途中、本部の役席に持っていかなければならない資料ができたので、それを持ってエントランスにあるエレベーターの方へ向かった。

普段私が働いているのは一階の営業店で、同じ建物の五階から上階に本部室がある。


エレベーターを待っていると、後ろから「嵩元さん」と誰かに声を掛けられる。

振り返ると、そこにいたのは審査部の時山(ときやま)部長だった。


「おっ、お疲れ様です!」

思わず姿勢をピンと正して、声が上擦りそうになるのを抑えた。


時山 昴(すばる)審査部長。
三十五歳という若さで審査部長に大抜擢された、正真正銘のエリート。

融資業務のことなら時山審査部長に聞けばなにも間違いがない、と頭取にまで断言させたという噂の持ち主。
噂が本当かどうかまではわからないけれど、おそらく事実なのだろう。そのくらい、時山部長の仕事ぶりに関しては良い噂や素晴らしい実績しか耳にしない。

でも、彼の本当にすごいなと思うところは、仕事以外でも良い評判しか聞かないところだ。部下の指導も的確で、誰からも慕われている。女性社員との付き合いも上手く、誰にでも優しいのに、妙な噂はなにも出てこない。仕事もプライベートも、きっとすごく真面目で誠実な人なのだろう。

長身だし、ルックスも最高。綺麗にストレートの黒髪はいつでもサラサラで、切れ長の瞳、スッとした鼻筋。
久我くんは”甘い顔立ち”って表現がピッタリのイケメンだけど、時山部長は”大人な美形”って感じ。

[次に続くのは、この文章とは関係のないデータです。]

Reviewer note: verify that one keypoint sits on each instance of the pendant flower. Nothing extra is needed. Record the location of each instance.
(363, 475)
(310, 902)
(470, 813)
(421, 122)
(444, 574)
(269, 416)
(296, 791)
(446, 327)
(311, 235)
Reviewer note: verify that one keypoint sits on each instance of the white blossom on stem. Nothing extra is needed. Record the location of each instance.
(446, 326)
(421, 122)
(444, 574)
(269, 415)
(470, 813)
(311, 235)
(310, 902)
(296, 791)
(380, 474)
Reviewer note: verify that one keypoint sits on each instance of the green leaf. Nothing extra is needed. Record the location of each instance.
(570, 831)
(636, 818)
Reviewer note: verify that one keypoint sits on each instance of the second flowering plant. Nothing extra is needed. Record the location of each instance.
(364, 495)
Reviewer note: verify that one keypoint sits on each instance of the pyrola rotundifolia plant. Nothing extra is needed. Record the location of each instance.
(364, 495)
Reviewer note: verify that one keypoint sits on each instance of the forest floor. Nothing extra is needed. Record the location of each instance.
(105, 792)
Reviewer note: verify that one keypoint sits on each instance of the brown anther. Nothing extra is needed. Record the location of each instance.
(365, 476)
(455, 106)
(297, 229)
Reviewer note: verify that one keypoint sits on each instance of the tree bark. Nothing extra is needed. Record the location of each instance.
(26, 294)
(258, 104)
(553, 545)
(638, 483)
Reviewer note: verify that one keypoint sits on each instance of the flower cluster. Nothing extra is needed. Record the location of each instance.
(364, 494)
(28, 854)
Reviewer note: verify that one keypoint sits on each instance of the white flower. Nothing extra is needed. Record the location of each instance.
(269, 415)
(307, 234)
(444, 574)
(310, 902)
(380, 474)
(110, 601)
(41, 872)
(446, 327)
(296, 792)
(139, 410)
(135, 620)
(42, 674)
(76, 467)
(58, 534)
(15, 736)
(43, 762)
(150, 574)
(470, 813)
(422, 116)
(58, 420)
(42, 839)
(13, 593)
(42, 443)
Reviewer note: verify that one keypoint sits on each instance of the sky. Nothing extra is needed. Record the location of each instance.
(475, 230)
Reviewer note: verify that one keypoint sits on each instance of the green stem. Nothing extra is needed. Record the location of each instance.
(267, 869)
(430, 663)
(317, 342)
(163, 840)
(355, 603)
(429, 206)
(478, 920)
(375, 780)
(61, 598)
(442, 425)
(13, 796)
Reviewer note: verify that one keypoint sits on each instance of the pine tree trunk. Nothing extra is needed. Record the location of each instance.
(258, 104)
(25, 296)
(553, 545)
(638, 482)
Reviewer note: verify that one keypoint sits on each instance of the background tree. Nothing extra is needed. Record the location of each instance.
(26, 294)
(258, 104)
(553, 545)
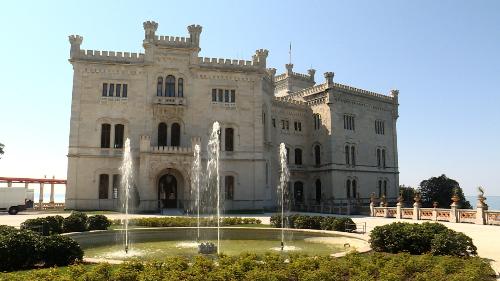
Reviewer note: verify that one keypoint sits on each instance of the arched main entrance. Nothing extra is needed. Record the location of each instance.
(167, 192)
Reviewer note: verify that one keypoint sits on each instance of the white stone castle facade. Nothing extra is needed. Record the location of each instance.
(341, 140)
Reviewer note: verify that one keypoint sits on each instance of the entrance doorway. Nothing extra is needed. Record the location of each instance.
(167, 192)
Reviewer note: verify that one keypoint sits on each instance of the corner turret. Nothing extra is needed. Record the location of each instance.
(194, 34)
(150, 28)
(76, 42)
(311, 73)
(329, 79)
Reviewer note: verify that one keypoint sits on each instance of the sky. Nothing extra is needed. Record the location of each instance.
(443, 56)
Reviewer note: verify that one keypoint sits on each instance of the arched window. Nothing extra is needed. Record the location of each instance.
(317, 155)
(348, 188)
(298, 191)
(379, 188)
(119, 133)
(353, 156)
(170, 86)
(298, 156)
(180, 87)
(347, 155)
(229, 139)
(105, 135)
(159, 87)
(103, 186)
(162, 134)
(354, 189)
(318, 191)
(175, 135)
(229, 187)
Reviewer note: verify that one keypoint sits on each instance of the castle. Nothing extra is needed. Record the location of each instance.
(341, 141)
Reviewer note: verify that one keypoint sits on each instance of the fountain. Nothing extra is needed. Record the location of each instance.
(282, 188)
(195, 181)
(213, 175)
(126, 183)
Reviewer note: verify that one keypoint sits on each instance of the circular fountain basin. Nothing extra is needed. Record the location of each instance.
(160, 242)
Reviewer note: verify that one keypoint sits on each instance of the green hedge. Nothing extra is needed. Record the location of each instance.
(422, 238)
(75, 222)
(314, 222)
(20, 249)
(185, 221)
(367, 267)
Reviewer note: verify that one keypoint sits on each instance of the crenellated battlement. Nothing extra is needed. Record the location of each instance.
(110, 56)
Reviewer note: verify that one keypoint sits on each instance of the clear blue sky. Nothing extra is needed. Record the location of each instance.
(443, 56)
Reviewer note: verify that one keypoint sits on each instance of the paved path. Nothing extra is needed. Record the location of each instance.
(485, 237)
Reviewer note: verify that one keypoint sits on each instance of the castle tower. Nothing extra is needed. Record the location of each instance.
(76, 42)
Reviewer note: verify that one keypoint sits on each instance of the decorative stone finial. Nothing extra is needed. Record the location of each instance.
(311, 73)
(150, 28)
(194, 33)
(329, 78)
(76, 42)
(260, 57)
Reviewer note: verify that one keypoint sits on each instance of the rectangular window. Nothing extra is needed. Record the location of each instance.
(105, 135)
(111, 90)
(214, 95)
(104, 89)
(103, 186)
(119, 130)
(116, 185)
(229, 184)
(349, 122)
(118, 89)
(221, 93)
(124, 93)
(233, 96)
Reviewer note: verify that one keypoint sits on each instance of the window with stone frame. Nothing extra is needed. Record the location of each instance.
(103, 186)
(229, 187)
(105, 135)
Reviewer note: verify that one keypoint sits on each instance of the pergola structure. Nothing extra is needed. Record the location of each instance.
(26, 181)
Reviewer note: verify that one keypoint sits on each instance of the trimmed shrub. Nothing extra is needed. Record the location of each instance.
(76, 222)
(452, 243)
(314, 222)
(19, 249)
(184, 221)
(46, 226)
(418, 239)
(60, 250)
(98, 222)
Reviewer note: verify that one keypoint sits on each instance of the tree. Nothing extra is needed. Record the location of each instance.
(441, 189)
(408, 193)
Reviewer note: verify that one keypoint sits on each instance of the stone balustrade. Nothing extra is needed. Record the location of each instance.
(480, 215)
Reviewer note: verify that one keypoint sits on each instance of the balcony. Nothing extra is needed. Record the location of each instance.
(169, 100)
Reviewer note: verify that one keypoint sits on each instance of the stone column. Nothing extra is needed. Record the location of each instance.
(434, 211)
(481, 207)
(399, 205)
(40, 197)
(52, 191)
(416, 207)
(453, 208)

そんなにハイスペックな時山部長だけれど、結婚はしていないし彼女もいないとのこと。そうなれば、部長に憧れている女性社員はたくさんいる。
私もその一人。と言っても、私の場合は”憧れている”だけで、”狙っている”とかではないのだけれど。男運の悪い私が、時山部長のような素敵すぎる人に相手してもらえるわけがないし。